You should never send a response before, unless it's something like a 400 bad request response, followed by a real tcp/ip connection closing. If you fail to do so, and you have a message length parsing issue, the fact that you sent a response before the end of the query may lead to security problems. It could be used to exploit differences in the parsing of messages between your server and any other HTTP agent in front of your server (ssl terminator, reverse proxy, etc), in some sort of http smuggling issue. For this agent, if you made a response, it means you had the whole message, and it can send the next message, where you will in fact think this is just another part of the body.
Now if you have the whole message, you can decide to send an early response and detach an asynchronous task to really perform some sort of stuff. but this means:
you have to assume that no more output should be generated, you will not try to send any output to the request issuer, you should consider that the communication is now closed
the worker thread should not receive new requests to manage, and this is the hard part. If this thread is marked as available for a new request, it may also be killed by the thread manager (you have in Nginx or Apache request counters associated with workers, and they are killed after reaching a limit, to create fresh ones). it may also receive a gracefull reload command (usually it's a kill), etc.
So you start to enter a zone where you should know the internals of the HTTP server, which is maybe managed by you, or not, and where changes may appear sooner or later.

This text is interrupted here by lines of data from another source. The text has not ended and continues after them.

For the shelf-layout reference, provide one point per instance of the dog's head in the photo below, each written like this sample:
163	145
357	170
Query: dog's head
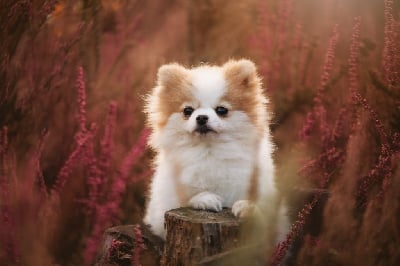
207	101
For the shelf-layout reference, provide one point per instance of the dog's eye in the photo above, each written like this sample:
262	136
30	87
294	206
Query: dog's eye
221	111
187	111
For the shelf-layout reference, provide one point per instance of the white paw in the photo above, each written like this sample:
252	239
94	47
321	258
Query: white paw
206	201
243	208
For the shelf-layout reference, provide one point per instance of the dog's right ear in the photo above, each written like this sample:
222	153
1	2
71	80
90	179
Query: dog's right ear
172	75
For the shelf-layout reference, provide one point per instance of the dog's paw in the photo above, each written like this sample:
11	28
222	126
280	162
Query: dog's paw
206	201
244	208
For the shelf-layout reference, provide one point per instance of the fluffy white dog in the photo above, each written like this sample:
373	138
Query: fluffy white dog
210	131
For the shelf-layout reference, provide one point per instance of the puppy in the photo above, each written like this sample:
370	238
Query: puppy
210	131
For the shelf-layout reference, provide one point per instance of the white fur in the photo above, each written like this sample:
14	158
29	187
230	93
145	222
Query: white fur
208	171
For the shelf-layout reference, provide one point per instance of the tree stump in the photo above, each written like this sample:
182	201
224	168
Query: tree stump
194	237
197	237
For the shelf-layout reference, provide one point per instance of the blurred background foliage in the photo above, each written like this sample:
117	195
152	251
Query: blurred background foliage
72	79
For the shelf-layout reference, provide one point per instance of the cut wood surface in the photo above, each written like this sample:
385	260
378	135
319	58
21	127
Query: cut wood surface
196	234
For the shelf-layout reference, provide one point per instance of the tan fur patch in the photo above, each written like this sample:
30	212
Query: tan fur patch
172	91
245	91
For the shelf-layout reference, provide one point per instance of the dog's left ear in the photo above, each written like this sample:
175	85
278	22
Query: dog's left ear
242	73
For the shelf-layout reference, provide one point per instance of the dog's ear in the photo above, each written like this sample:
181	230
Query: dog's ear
172	75
242	73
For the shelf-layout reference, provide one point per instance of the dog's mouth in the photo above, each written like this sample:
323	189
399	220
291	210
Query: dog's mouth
204	129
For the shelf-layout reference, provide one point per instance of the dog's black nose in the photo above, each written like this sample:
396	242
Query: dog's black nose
201	120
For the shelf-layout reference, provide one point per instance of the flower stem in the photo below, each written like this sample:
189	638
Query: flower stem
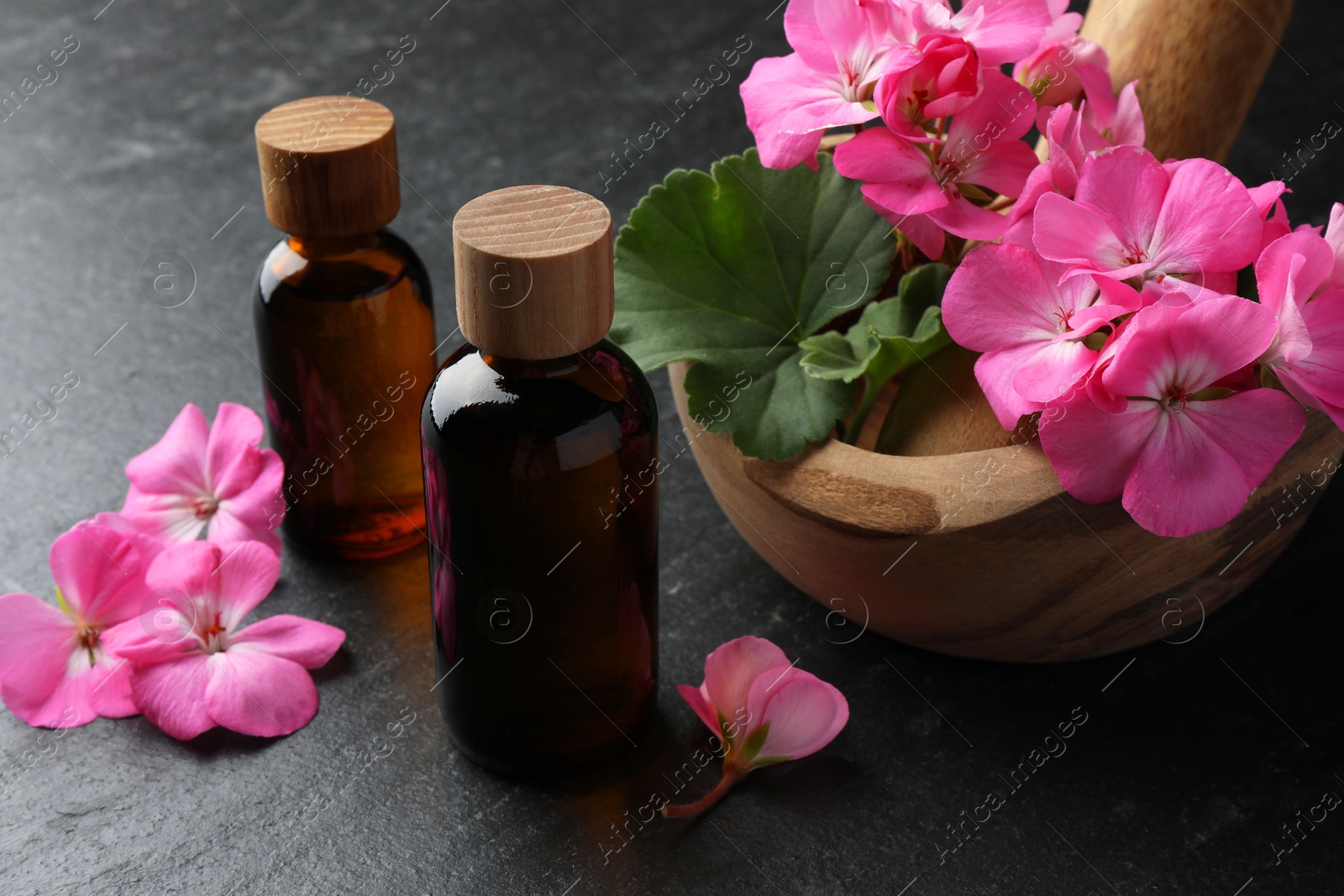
732	775
860	416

And you start to make very strange things, which leads usually to strange issues, hard to reproduce.
Uausally the best way to handle asynchronous tasks, while still being able to understand what happen, is to use a messaging system. Put a list of tasks in queue, and get a parallel asynchronous worker process which does things with theses tasks. track status of theses tasks if you need it.
Same things may apply with the client, after receiving a very fast HTTP answer, it may need to perform some ajax status polling for the task status. And you will maybe only have to check the status of the task in the queue to send a response.
You will get more control on the whole thing.
For me I really dislike having detached threads, coming from strange code, performing heavy tasks without any way of outputing a status or reporting errors, and maybe preventing the nice application stop calls (still waiting for strange threads to join) which does not imply a killall.
It depends whether this asynchronous operation performs something which the client should be notified about.
If you return 200 OK (i.e. successfully completed) and later the asynchronous operation fails then the client will not know about the error.
You of course have some options like sending some kind of push notification over websocket or sending another request which would return the actual result and things like that. So basically depends on your needs...

Continue execution asynchronously after return statement

Is there any way to achieve this?
My actual requirement is, I want to return success from my rest service as soon I get the data and perform a basic action on it and then I want to continue some more operations on the data.
I thought of two approaches
Threading - Currently I don't know how I will make it through threading.
Bulk update - I will schedule a task that will do all this processing after may be an hour or so.
But I am not very sure how should I start implementing this.
Any help?
In the context of HTTP we have to remember that once we finish the response, the conversation is over. There is really no way to keep the request alive after you have given the client a response. You would need to implement some worker process that runs outside of HTTP that processes things "queued up" or "triggered" by an HTTP request.